His tone is so sharp, I speak slowly to avoid being cut. “To fight the Shadowborn?”

“Adorable.” He rolls his eyes. “The Shadowborn are evil, but don’t think for one second that every Merlin serves the Order wholly out of the goodness of their heart. You called me a crossroads child once, but you don’t fully understand what that means. You can’t.”

He takes another step forward, not enough to push me over but close enough that I can smell lingering spice from the Oath on his skin and feel the warmth rolling off him. A memory of his heated fingers that first night at the Lodge flashes through my mind, and I wonder, just briefly, if the rest of him runs just as hot.

“Merlin children are, for all intents and purposes, fully human at birth. But when we turn seven, the changes begin—the strength, the speed, the senses—and with those changes comes a type of… countdown. Every year after that we gain power and our connection to aether deepens, and every year we lose a bit more of our humanity. We call it ‘succumbing to the blood.’ ” Sel shudders, eyes focusing on me again. “When Merlin created the Legendborn spell for Arthur and his knights, he designed a similar spell for himself. One that would allow all of his descendants to inherit the unique mage abilities he’d honed over time—mesmer, constructs, an affinity for aether.” The tiny tips of his white canines gleam as he speaks. “But Merlin knew his own nature. He knew that demons only care for themselves and chaos, and powerful but uncontrollable part demons would never be compatible servants to the eternal Order he and Arthur envisioned. So, in his spell, Merlin folded in a bit of insurance.”

My chest is suddenly tight. “What kind of insurance?”

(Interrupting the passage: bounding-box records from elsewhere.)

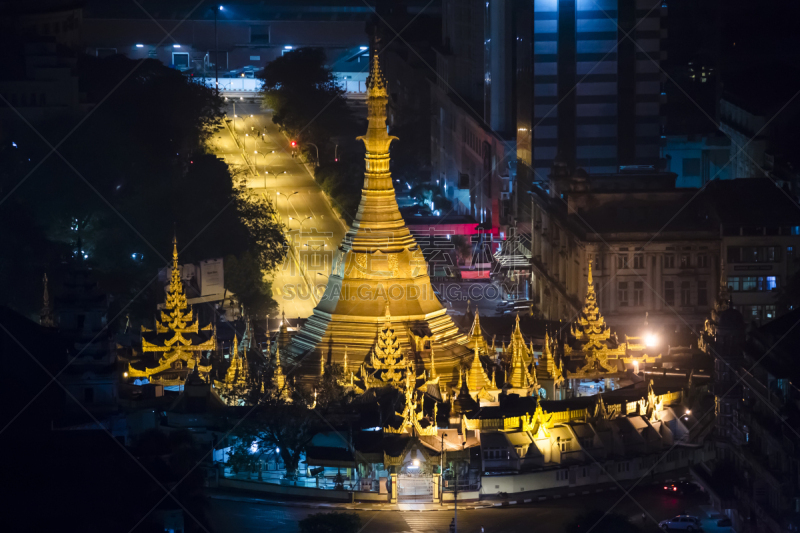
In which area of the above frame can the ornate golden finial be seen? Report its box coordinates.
[172,235,178,270]
[367,38,389,98]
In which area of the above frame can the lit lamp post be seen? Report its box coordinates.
[214,6,223,94]
[289,216,314,234]
[306,143,319,167]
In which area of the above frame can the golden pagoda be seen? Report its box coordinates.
[467,306,490,357]
[352,305,416,391]
[214,333,251,405]
[556,261,660,378]
[128,239,217,386]
[565,260,625,377]
[288,41,469,385]
[506,315,536,389]
[267,345,291,401]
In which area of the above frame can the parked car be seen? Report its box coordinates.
[664,481,700,496]
[658,515,703,531]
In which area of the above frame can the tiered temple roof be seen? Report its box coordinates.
[128,239,217,386]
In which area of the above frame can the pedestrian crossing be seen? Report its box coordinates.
[403,512,453,533]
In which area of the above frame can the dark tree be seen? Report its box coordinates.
[233,391,321,479]
[262,48,353,148]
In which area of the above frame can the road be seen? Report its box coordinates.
[210,103,345,323]
[207,487,730,533]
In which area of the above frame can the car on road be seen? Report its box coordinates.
[658,514,703,531]
[664,481,700,496]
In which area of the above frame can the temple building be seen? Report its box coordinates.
[282,41,470,386]
[128,239,217,388]
[562,262,660,396]
[212,330,252,405]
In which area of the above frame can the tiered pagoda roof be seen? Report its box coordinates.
[128,239,217,385]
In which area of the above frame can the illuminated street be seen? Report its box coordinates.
[208,487,716,533]
[211,102,345,322]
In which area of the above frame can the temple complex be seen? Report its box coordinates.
[287,42,470,385]
[562,262,660,392]
[128,239,216,387]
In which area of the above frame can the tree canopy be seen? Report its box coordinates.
[262,48,353,148]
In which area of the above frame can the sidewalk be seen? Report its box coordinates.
[206,489,493,511]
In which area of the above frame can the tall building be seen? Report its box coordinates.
[514,0,667,181]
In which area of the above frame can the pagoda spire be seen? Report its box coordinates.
[467,307,489,355]
[467,340,491,392]
[272,340,287,396]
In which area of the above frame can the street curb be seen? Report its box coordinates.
[208,493,492,513]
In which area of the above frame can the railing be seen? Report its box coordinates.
[442,479,481,492]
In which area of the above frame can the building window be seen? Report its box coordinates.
[664,281,675,305]
[633,281,644,307]
[767,276,778,291]
[697,281,708,305]
[726,246,788,263]
[681,281,692,307]
[728,276,778,292]
[617,281,628,307]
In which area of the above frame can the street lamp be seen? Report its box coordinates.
[214,6,223,94]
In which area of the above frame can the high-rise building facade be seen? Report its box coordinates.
[513,0,667,181]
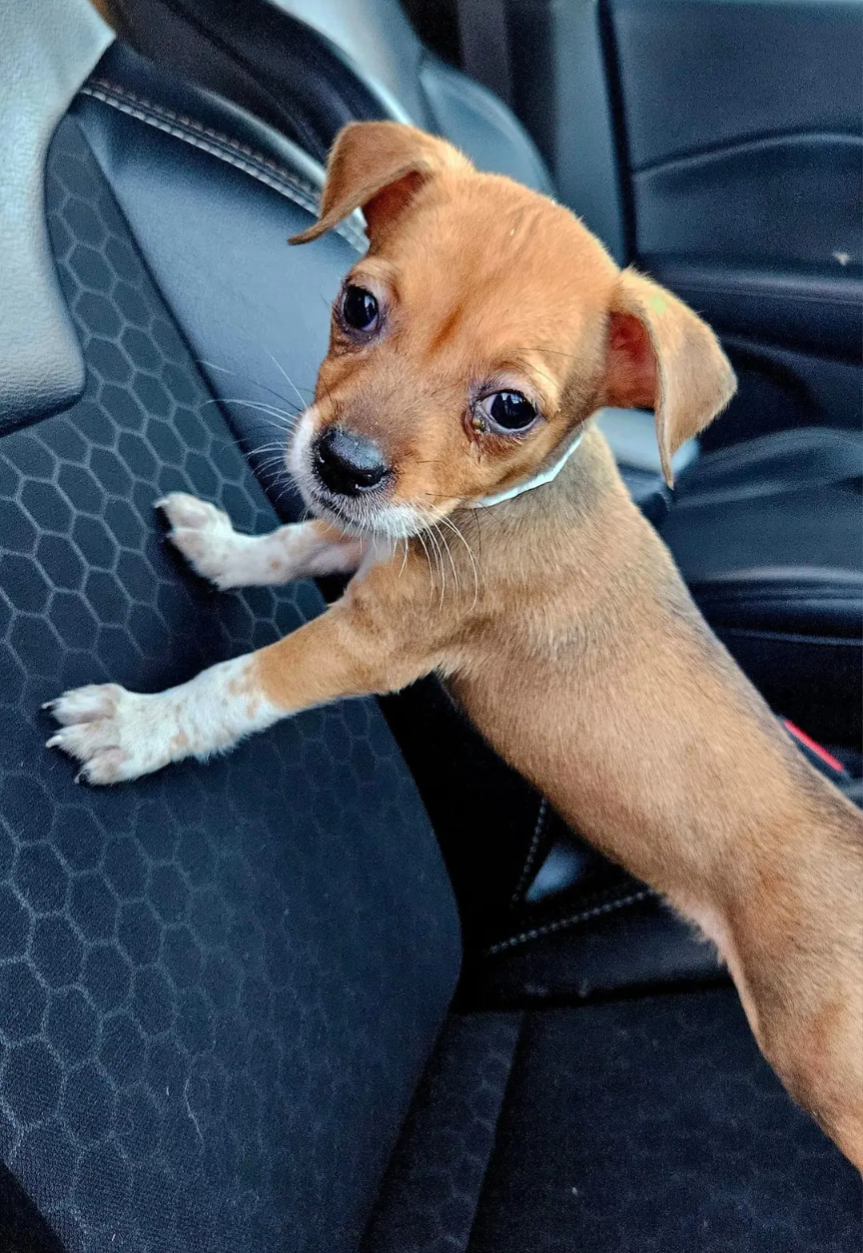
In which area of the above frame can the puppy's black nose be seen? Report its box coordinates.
[313,426,390,496]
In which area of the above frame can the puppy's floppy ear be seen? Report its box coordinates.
[291,122,471,243]
[605,269,736,487]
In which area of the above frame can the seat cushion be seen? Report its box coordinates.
[0,100,458,1253]
[363,989,862,1253]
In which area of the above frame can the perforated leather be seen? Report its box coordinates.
[0,122,457,1253]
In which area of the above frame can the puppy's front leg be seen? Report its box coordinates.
[48,578,436,783]
[155,491,367,591]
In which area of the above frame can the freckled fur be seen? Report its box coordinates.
[48,123,863,1168]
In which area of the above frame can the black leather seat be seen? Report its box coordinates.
[0,0,859,1253]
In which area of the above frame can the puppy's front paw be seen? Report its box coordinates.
[44,683,170,783]
[154,491,247,590]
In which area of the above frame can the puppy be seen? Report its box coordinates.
[49,123,863,1168]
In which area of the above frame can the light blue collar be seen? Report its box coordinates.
[470,426,585,509]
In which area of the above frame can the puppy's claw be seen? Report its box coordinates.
[154,491,249,590]
[45,683,170,784]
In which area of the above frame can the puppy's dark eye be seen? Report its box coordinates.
[478,392,536,431]
[342,283,381,331]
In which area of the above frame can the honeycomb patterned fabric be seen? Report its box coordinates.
[362,1014,522,1253]
[0,119,458,1253]
[468,989,863,1253]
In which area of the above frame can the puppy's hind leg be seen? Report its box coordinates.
[155,491,366,591]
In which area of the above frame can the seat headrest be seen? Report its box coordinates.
[0,0,114,430]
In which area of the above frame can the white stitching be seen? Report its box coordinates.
[486,887,656,957]
[74,79,366,252]
[511,797,549,905]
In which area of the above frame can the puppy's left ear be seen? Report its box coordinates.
[291,122,472,243]
[605,269,736,487]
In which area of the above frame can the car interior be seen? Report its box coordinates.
[0,0,863,1253]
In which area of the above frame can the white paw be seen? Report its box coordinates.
[154,491,249,591]
[44,683,172,783]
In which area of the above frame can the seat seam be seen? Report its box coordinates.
[80,78,364,252]
[511,797,549,905]
[485,887,656,957]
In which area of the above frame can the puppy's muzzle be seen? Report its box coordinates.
[312,426,392,496]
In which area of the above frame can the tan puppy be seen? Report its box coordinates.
[49,123,863,1167]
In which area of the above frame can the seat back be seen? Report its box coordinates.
[109,0,552,193]
[0,0,458,1253]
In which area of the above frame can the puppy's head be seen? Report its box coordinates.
[288,122,734,536]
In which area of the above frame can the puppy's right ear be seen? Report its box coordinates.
[291,122,472,243]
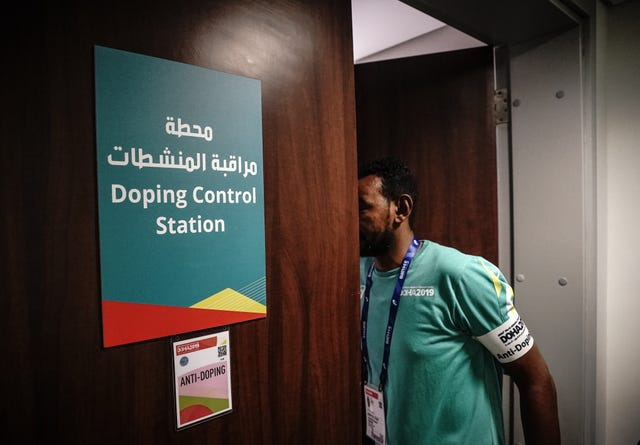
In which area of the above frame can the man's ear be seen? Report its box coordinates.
[396,195,413,223]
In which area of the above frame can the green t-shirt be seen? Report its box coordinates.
[360,241,533,445]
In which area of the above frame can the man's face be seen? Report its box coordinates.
[358,175,393,256]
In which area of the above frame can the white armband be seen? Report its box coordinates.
[476,311,533,363]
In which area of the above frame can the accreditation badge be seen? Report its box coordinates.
[364,385,387,445]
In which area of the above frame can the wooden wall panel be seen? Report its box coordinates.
[0,0,361,445]
[355,47,498,264]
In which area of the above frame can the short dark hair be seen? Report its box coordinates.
[358,156,418,220]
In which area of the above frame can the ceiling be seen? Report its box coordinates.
[351,0,485,63]
[351,0,637,64]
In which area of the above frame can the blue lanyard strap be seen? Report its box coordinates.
[360,238,420,391]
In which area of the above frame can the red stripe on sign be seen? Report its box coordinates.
[102,301,266,348]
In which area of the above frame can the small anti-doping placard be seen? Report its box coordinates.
[172,330,232,429]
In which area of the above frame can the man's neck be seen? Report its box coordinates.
[376,231,414,272]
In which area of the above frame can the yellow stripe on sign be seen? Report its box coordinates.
[191,288,267,314]
[480,261,502,298]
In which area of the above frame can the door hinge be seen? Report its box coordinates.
[493,88,509,125]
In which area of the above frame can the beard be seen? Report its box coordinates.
[360,228,393,257]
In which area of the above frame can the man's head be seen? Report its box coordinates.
[358,157,418,256]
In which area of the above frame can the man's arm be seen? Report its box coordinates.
[502,344,560,445]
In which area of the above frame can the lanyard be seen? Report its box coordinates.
[361,237,420,391]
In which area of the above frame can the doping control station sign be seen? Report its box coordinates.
[95,46,267,347]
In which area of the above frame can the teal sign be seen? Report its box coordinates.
[95,46,266,346]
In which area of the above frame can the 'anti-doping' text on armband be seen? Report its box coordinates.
[477,311,533,363]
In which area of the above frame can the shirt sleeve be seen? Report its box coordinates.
[456,257,533,363]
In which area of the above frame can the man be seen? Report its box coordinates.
[358,158,560,445]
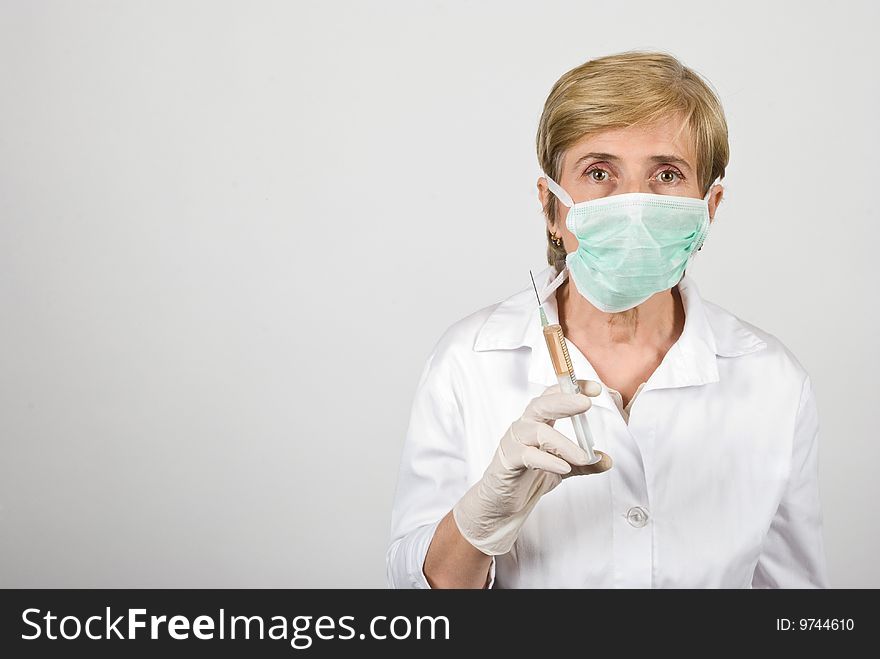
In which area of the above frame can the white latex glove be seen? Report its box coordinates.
[452,380,611,556]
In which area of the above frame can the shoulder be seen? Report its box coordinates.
[703,299,808,387]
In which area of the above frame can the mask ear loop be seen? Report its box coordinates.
[703,176,721,201]
[544,174,574,208]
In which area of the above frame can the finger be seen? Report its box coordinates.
[578,380,602,396]
[563,451,613,478]
[522,392,593,423]
[515,421,589,465]
[522,446,571,475]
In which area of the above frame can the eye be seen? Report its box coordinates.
[657,168,684,183]
[584,167,608,183]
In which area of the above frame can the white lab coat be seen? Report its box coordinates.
[386,267,828,588]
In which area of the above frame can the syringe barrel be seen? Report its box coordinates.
[558,373,601,464]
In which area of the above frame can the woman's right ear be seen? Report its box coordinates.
[537,176,550,209]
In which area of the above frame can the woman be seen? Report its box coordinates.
[387,52,827,588]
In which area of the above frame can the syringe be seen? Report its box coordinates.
[529,270,601,464]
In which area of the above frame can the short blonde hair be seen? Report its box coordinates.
[536,50,730,271]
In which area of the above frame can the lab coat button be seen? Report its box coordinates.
[626,506,648,529]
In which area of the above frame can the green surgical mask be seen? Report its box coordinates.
[544,174,718,313]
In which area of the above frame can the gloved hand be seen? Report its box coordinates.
[452,380,611,556]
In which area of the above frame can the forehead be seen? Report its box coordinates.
[564,116,696,167]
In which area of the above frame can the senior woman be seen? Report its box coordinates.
[387,51,827,588]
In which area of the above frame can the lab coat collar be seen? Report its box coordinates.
[474,266,766,406]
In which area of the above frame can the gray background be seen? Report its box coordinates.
[0,0,880,587]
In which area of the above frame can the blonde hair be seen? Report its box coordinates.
[536,50,730,271]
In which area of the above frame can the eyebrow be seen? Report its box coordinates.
[574,151,692,170]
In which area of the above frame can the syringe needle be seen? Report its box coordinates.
[529,268,549,327]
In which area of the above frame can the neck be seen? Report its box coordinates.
[556,279,684,352]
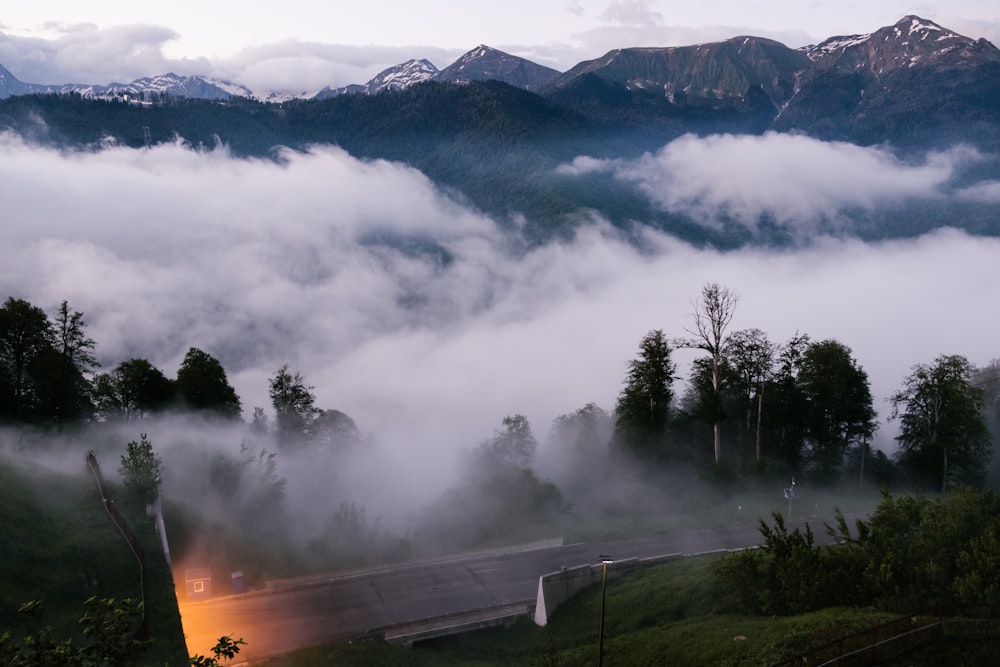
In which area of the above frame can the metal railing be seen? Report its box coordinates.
[777,605,1000,667]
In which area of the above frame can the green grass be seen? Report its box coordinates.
[554,484,881,542]
[254,556,895,667]
[0,453,187,665]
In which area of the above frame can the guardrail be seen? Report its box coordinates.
[87,451,149,639]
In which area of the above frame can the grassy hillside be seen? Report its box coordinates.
[252,556,998,667]
[0,453,187,665]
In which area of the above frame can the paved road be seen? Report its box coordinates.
[181,520,822,659]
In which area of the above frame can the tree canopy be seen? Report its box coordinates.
[891,355,990,492]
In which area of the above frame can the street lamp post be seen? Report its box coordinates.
[597,556,615,667]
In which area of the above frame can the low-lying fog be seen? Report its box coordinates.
[0,135,1000,532]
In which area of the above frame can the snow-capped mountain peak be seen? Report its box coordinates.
[365,59,438,95]
[802,15,988,76]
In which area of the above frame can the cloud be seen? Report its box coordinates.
[601,0,663,26]
[0,23,210,85]
[0,24,461,94]
[0,137,1000,475]
[559,133,968,233]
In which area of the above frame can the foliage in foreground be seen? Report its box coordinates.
[0,597,148,667]
[0,597,246,667]
[255,556,894,667]
[718,488,1000,615]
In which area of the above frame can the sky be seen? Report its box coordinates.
[0,0,1000,93]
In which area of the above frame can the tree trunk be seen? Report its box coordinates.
[858,440,868,487]
[712,422,722,463]
[757,387,764,463]
[941,447,948,493]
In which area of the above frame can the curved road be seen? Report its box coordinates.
[178,519,825,659]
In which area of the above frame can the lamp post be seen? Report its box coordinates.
[597,556,615,667]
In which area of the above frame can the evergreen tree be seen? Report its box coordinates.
[890,355,991,493]
[798,340,876,479]
[175,347,242,419]
[268,364,320,445]
[0,297,55,422]
[94,357,174,421]
[615,329,676,455]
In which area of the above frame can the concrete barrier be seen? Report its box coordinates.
[535,554,683,626]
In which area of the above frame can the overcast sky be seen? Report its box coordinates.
[0,0,1000,92]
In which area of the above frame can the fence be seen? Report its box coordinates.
[778,605,1000,667]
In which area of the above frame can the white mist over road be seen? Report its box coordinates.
[0,137,1000,470]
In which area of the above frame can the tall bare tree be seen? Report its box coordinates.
[725,329,777,463]
[676,283,739,463]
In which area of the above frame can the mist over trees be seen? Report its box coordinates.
[0,283,1000,580]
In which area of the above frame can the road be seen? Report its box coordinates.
[178,519,822,659]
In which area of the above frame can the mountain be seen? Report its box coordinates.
[312,60,439,100]
[0,66,253,101]
[0,65,59,99]
[0,16,1000,245]
[773,16,1000,144]
[543,37,810,106]
[434,44,559,91]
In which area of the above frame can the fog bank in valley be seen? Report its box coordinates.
[0,129,1000,528]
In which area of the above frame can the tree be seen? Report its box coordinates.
[769,332,810,471]
[176,347,242,419]
[0,597,149,667]
[268,364,319,444]
[480,415,538,469]
[680,283,739,463]
[310,410,368,452]
[0,297,55,421]
[94,358,174,421]
[53,300,99,428]
[890,355,990,493]
[798,340,876,477]
[615,329,676,456]
[118,433,163,505]
[724,329,776,464]
[188,635,246,667]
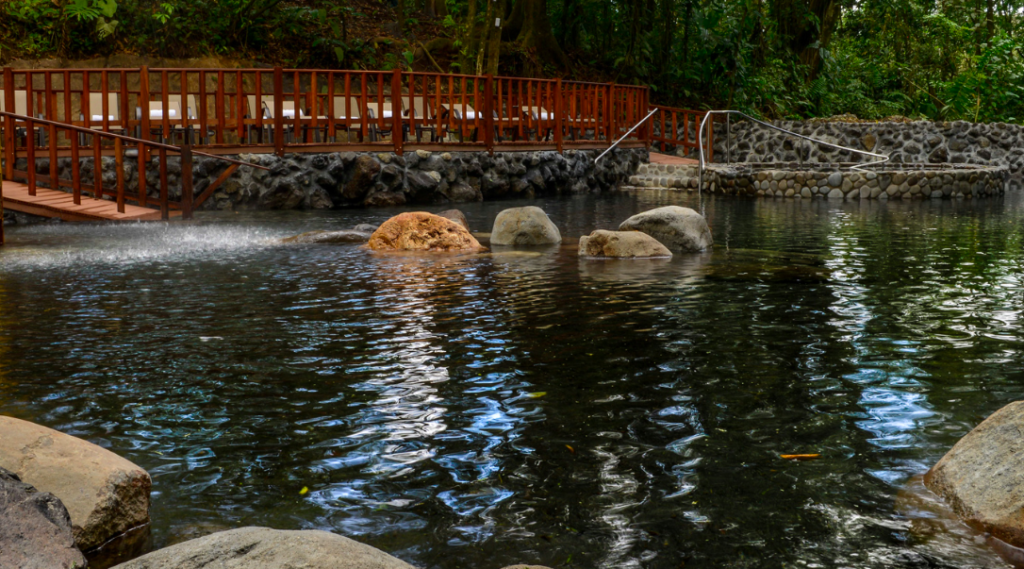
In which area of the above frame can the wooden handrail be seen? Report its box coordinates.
[0,112,268,220]
[3,67,652,155]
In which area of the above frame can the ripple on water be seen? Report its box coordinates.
[0,193,1024,569]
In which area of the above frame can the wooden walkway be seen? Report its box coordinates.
[650,151,700,166]
[3,180,181,221]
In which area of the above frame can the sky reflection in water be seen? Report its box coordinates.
[0,193,1024,569]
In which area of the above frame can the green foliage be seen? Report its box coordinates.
[6,0,1024,122]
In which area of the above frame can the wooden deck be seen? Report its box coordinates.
[3,180,181,221]
[650,151,700,166]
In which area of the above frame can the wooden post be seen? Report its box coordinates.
[181,138,193,219]
[70,133,82,206]
[555,78,565,154]
[391,69,402,156]
[25,118,36,195]
[47,122,60,190]
[160,146,171,221]
[604,83,615,146]
[272,68,285,157]
[483,75,495,156]
[3,68,15,180]
[139,65,150,155]
[114,138,125,213]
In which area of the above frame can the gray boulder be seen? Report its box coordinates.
[282,229,373,245]
[0,469,85,569]
[115,527,413,569]
[0,417,153,552]
[490,206,562,245]
[618,206,714,253]
[580,229,672,259]
[925,401,1024,548]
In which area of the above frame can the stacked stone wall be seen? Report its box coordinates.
[8,148,647,210]
[667,120,1024,176]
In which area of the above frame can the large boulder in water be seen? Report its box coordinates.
[437,210,472,231]
[925,401,1024,548]
[0,417,153,551]
[370,212,483,253]
[115,527,413,569]
[618,206,714,253]
[0,469,85,569]
[580,229,672,259]
[282,229,371,245]
[490,206,562,245]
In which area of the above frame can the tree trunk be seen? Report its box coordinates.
[510,0,569,75]
[483,0,506,75]
[658,0,676,85]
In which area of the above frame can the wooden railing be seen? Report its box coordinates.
[0,112,267,220]
[0,68,651,155]
[650,105,715,162]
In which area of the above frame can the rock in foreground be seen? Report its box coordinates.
[115,527,413,569]
[437,210,471,231]
[490,206,562,246]
[618,206,714,253]
[0,417,153,552]
[282,229,371,245]
[925,401,1024,548]
[580,229,672,259]
[370,212,483,253]
[0,469,85,569]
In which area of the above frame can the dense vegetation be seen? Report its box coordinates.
[0,0,1024,122]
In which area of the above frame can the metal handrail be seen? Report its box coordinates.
[697,111,889,200]
[594,108,657,165]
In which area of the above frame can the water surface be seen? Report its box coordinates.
[0,192,1024,569]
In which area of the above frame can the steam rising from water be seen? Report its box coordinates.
[0,223,285,271]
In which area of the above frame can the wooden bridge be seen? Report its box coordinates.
[0,68,710,243]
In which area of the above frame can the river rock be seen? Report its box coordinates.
[437,210,470,231]
[0,417,153,551]
[282,229,372,245]
[341,155,381,201]
[580,229,672,258]
[618,206,714,253]
[370,212,483,252]
[925,401,1024,548]
[0,469,85,569]
[490,206,562,245]
[115,527,413,569]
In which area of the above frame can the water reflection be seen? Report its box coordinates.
[0,192,1024,569]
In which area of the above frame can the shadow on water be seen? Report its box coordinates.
[6,192,1024,569]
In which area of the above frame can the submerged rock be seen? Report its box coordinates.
[490,206,562,245]
[0,469,85,569]
[925,401,1024,548]
[580,229,672,259]
[115,527,413,569]
[282,229,372,245]
[370,212,483,252]
[618,206,714,253]
[437,210,469,230]
[0,417,153,551]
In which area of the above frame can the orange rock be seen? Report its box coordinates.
[369,212,483,253]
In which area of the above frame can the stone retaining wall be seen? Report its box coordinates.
[667,120,1024,175]
[9,148,647,210]
[630,163,1011,200]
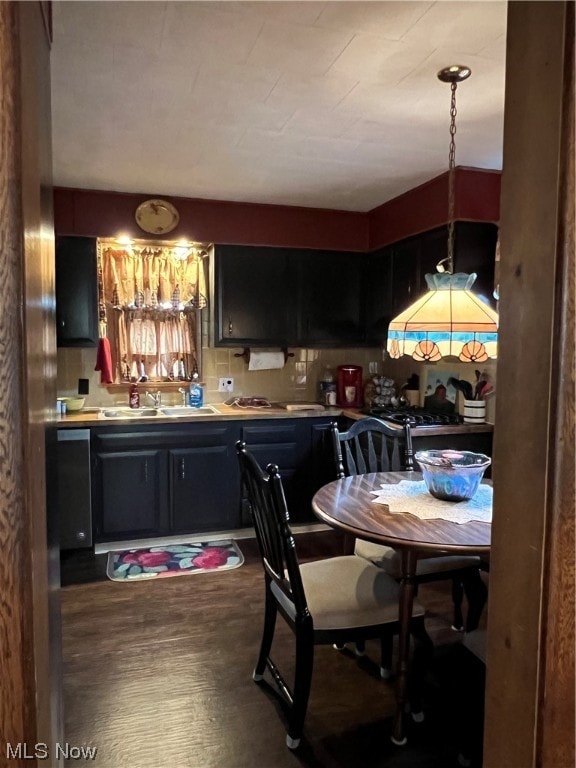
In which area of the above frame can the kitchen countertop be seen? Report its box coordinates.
[57,403,494,437]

Bitterness turns his features sharp in the shadows. “Do you remember when I told you that the hellfox couldn’t dust with a part of you still inside it? That’s because the darkness of the underworld and the light of the living shouldn’t exist in one body. My blood is fighting itself every day. The older I get, the stronger the demon essence becomes, but my commitments to this Order and its members keep me from going over.”

I return his stare, horror and understanding washing over me in a wave. “The Oaths…”

“The Oaths.” His eyes are suddenly bright. Fierce. “They are Merlin’s insurance that his descendants would never abandon his mission. Performing them, fulfilling them, no matter how large or how small the task. It’s the Oaths that bind the two sides of a Merlin together. As long as we are in service, we are in control of our own souls. It’s why they Oath us early, before we’re old enough for our blood to gain a foothold.”

Cecilia’s voice comes back to me, and what she said about the infant in Pearl’s arms. Cast it away before it could grow large enough to do harm.

Sel’s not done yet. His eyes dart back and forth across my face, cataloging my responses to his words. “There. You understand now. You can see how, for any Merlin—even a weak one—raised as a human among humans, the greatest punishment would be to cast us out of the Order’s service. Force us to witness our own regression. To strip a Merlin powerful enough to earn the title of Kingsmage of that same title would mean taking them away from their charge. Cutting them off from the immense connective power of that Oath. It’s a penalty so severe that it’s never been done before.”

The burning heat rolling off him and the poison in his eyes scare me more than his temper ever has.

“But we are two Called Scions away from Camlann. So, after Nicholas told his father what I did to you, Lord Davis threatened to replace me. Take my title, cast me out. Leave me to self-destruction.” He huffs. “Bullies, like I said.”